September 2014
Yes. I tried to clarify that near the beginning of the article. (Did you read an older version?) What you call "fake", I call "stub". (I used to also say "fake", which I learned from Dave Astels. I now use the London vocabulary.)
In the Javascript world (as in Java with Mockito), they use "spies" for both spying and stubbing.
September 2014
Indeed. This does, however, lead me to another question. Consider a controller that queries, then acts: it asks for all the customers with pending orders, then merges that with a view template. The controllers seems responsible for (at least) two things: (1) merging a valid set of customers with the view template and (2) choosing customers with pending orders (as opposed to some other set of customers). My question: since we stub the query, how do *you* become confident that the controller asks the model for the correct set of customers without setting an expectation on `Customers.where(order_status: :pending)`? This has always bothered me.
2 replies
September 2014
▶ jbrains
Maybe the answer is that although Steve and Nat find the simple rule to "Allow queries, expect commands" helpful, they also say that the distinction between allowances and expectations isn’t rigid, and so maybe there is some duality at play: maybe what they mean is that a call that the object under test makes on a collaborator can be treated as an allowance in one test and as an expectation in the next one.
Maybe there is support for this hypothesis in the following excerpts from chapter 24 of GOOS:
"jMock insists that all expectations are met during a test, but allowances may be matched or not. The point of the distinction is to highlight what matters in a particular test. Expectations describe the interactions that are essential to the protocol we’re testing: if we send this message to the object, we expect to see it send this other message to this neighbor.

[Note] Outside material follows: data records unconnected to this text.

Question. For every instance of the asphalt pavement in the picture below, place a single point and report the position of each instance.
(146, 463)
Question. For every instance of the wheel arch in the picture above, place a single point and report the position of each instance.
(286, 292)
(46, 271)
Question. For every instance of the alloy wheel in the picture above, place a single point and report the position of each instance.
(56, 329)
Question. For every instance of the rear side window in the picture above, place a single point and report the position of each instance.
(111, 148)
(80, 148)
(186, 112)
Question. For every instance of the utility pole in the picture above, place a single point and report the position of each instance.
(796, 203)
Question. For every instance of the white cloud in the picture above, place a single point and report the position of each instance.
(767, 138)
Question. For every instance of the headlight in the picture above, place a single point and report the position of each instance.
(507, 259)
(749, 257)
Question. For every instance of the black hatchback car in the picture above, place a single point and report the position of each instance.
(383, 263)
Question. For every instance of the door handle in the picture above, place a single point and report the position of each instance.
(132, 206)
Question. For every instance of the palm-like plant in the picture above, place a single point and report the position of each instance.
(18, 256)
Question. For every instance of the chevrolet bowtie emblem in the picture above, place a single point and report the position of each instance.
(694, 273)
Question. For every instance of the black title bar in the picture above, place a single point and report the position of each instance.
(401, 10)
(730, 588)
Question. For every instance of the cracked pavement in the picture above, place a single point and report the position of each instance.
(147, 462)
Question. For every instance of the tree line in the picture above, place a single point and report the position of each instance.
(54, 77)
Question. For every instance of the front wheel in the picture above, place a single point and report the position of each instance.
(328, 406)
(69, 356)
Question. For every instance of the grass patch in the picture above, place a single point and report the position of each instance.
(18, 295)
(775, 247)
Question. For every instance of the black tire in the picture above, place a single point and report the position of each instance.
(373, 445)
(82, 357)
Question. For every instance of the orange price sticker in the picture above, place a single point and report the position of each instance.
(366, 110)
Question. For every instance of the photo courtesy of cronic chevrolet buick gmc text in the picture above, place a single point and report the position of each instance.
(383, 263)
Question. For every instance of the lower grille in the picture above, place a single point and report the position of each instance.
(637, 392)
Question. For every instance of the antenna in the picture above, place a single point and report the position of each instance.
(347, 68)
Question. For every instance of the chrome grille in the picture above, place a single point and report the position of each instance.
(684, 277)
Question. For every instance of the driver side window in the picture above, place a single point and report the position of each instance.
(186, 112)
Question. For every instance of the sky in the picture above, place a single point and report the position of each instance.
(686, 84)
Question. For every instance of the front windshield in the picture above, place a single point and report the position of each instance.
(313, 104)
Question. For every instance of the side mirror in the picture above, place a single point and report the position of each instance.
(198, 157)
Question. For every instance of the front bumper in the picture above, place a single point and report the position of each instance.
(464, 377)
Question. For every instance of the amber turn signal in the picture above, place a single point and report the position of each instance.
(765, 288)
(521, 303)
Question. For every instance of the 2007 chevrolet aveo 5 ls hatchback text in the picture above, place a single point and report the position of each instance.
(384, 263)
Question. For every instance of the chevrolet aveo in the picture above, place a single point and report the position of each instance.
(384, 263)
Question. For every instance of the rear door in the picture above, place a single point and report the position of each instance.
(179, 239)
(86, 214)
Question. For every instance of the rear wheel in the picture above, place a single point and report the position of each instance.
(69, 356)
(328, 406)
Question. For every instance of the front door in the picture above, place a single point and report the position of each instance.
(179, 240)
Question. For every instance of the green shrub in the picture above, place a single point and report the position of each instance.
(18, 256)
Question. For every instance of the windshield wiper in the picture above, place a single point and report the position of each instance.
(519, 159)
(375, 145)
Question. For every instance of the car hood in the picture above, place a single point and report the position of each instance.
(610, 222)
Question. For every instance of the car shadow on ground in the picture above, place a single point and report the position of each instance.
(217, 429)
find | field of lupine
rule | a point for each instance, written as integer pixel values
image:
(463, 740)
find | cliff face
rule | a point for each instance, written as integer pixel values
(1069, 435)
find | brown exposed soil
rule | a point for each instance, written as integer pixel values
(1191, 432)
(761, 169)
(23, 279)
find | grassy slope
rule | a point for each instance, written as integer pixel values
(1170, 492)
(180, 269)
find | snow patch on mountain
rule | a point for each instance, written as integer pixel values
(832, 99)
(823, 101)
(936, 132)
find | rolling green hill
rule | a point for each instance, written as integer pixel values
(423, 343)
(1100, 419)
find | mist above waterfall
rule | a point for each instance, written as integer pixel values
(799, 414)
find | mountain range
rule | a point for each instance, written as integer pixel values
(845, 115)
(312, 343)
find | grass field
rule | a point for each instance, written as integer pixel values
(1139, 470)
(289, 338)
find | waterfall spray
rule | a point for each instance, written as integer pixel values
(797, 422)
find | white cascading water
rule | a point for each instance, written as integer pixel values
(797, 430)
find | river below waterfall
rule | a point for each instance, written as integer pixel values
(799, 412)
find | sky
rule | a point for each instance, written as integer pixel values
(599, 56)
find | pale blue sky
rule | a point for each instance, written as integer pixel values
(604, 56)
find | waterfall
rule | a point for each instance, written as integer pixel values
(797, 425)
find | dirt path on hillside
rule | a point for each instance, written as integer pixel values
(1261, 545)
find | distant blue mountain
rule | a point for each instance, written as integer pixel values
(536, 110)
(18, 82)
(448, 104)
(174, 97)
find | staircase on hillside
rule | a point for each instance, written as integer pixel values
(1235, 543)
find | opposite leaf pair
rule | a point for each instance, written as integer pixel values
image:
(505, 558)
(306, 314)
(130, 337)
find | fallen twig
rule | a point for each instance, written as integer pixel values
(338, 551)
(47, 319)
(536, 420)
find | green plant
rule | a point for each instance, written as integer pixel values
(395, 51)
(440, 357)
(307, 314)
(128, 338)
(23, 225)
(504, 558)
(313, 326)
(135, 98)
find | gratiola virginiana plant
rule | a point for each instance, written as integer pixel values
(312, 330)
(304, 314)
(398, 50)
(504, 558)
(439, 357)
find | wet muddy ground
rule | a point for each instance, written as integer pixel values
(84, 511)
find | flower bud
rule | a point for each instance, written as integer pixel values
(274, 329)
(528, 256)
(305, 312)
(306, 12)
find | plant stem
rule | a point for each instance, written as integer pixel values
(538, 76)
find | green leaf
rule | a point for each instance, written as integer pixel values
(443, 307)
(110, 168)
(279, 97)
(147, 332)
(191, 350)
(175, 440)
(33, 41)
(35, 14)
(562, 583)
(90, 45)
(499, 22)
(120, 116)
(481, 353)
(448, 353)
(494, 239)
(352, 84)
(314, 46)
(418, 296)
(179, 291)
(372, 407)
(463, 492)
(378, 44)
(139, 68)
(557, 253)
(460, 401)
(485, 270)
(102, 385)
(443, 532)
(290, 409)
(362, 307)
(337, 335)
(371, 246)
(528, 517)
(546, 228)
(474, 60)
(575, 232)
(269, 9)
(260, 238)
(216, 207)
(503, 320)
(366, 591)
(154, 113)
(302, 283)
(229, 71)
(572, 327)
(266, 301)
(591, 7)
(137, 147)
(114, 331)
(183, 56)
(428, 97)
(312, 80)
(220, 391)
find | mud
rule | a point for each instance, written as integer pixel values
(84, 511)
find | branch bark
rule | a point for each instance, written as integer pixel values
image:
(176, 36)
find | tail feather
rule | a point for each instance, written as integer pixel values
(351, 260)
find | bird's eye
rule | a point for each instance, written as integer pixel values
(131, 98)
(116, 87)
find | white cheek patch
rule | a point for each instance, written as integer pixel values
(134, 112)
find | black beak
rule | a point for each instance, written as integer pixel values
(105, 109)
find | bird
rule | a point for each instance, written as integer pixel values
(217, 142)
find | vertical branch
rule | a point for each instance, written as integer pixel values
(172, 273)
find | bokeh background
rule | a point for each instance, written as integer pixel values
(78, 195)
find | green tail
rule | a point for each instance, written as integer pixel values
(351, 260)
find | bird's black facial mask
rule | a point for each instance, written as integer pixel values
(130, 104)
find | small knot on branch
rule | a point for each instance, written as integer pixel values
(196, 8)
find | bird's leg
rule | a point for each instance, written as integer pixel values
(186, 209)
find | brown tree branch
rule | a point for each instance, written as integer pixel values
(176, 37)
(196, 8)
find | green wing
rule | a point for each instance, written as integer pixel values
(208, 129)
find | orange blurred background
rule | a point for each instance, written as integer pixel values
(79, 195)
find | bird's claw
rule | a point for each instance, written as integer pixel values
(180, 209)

Allowances support the interaction we’re testing. We often use them as stubs to feed values into the object, to get the object into the right state for the behavior we want to test. We also use them to ignore other interactions that aren’t relevant to the current test. For example, in “Repurposing sniperBidding()” we have a test that includes:
ignoring(auction);
allowing(sniperListener).sniperStateChanged(with(aSniperThatIs(BIDDING)));
then(sniperState.is("bidding"));
The ignoring() clause says that, in this test, we don’t care about messages sent to the auction; they will be covered in other tests. The allowing() clause matches any call to sniperStateChanged() with a Sniper that is currently bidding, but doesn’t insist that such a call happens. In this test, we use the allowance to record what the Sniper has told us about its state. The method aSniperThatIs() returns a Matcher that checks only the SniperState when given a SniperSnapshot.
In other tests we attach “action” clauses to allowances, so that the call will return a value or throw an exception. For example, we might have an allowance that stubs the catalog to return a price that will be returned for use later in the test:
allowing(catalog).getPriceForItem(item); will(returnValue(74));
...
Like all “power tools,” ignoring() should be used with care. A chain of ignored objects might suggest that the functionality ought to be pulled out into a new collaborator. As programmers, we must also make sure that ignored features are tested somewhere, and that there are higher-level tests to make sure everything works together. In practice, we usually introduce ignoring() only when writing specialized tests after the basics are in place."
1 reply
October 2014
▶ pschwarz
I do this precisely. When I want to check that my controller handles "query returned an empty result", I stub the query, but expect the corresponding action. When I want to check that my controller passes the correct parameters to the query, I set an expectation on the query. It works, but I wonder whether others do things differently.
Certainly, I prefer not to care about the details of a query, so that whatever expectations I set become as stable as possible. That said, if the details of a query change frequently, that points to a missing abstraction somewhere, I think.